Lezione di democrazia

Il commento

Roma, 10 gennaio 2017 - Quando ho letto che il gruppo dei liberal democratici del Parlamento europeo si apprestava a votare sì alla richiesta di adesione dei 5 Stelle mi sono stropicciato gli occhi. Non ci potevo credere. È vero che la crisi della democrazia rappresentativa e dei partiti suoi storici pilastri non ha più confini, che nazionalisti e populisti crescono in tutta Europa e hanno appena vinto le presidenziali negli Stati Uniti. È vero che non è più il tempo di ideologie e spesso neanche di ideali, ma per quanto il gruppo dell’Alde possa essere cambiato e l’opportunismo sia diventato di casa anche a Strasburgo, l’incompatibilità politica con i grillini mi sembrava segnata e custodita da confini insuperabili.

Da una parte un gruppo in parte eterogeneo ma comunque decisamente europeista nelle sue correnti fondamentali, sia quelle più moderate del Belgio e dei Paesi Bassi – pur in affanno per la concorrenza elettorale delle destre anti immigrati – sia in quelle più progressiste e libertarie del Regno Unito e della Scandinavia. Dall’altra la masnada italiana dei grillini, una setta asservita al suo padre padrone, un partito più antieuropeo che euroscettico con il suo bagaglio di pittoresca incultura antieconomica e di scemenze antiscientifiche (dalla decrescita felice alla cura Di Bella, dalla negazione dell’Aids alla diffamazione di Rita Levi Montalcini).

E poi, a lontananza e l’estraneità reciproca non potevano che essere state acuite dalla circostanza che proprio nel Parlamento europeo i grillini avevano appena messo su casa insieme con Nigel Farage. Il vincitore della Brexit non a torto aveva visto in Grillo la variante italiana della sua ispirazione populista, protezionista, nazionalista. Pensava a un grimaldello italiano che, replicando il suo modello e la sua esperienza, avrebbe potuto con Marine Le Pen attaccare l’Unione Europea da Sud e scardinarla definitivamente.

Se questi erano i calcoli di Farage quali erano invece le nuove intenzioni di Grillo nel rompere l’accordo con lui e chiedere l’adesione ai liberal democratici?

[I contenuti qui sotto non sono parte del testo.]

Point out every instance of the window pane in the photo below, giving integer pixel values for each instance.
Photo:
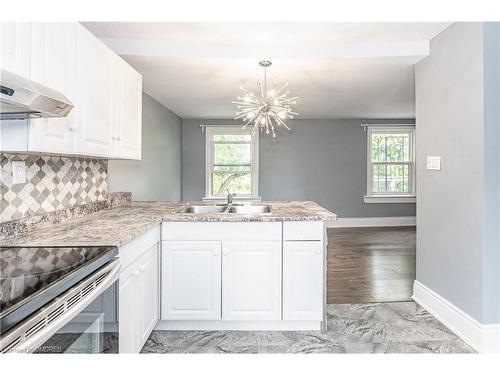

Per giustificare la scelta molti, avversari ma anche seguaci, hanno evocato la vile pecunia che dalle casse del Parlamento sarebbe affluita più copiosa alle casse del Movimento Cinque Stelle grazie alla parentela con un gruppo più numeroso. Può darsi, penso però che abbia contato anche la voglia grillina di rifarsi il trucco e trovare in Europa sponsor e stampelle per scalare il potere in Italia. Di sicuro, dopo il “ma chi l’ha detto che bisogna dimettersi se si è indagati, decide tutto il capo”, dopo i voltafaccia sulla legge elettorale e sui migranti non è la prima giravolta dei grillini.

Ora i militanti del movimento potranno meditare sulla circostanza che un vituperato partito di stampo tradizionale si è riunito, ha discusso e in piena libertà gli ha detto no. Loro, con buona pace di Rousseau, non erano stati nemmeno informati da Grillo, hanno detto sì all’unanimità e si sono presi uno schiaffo in faccia. Che spettacolo, la democrazia diretta!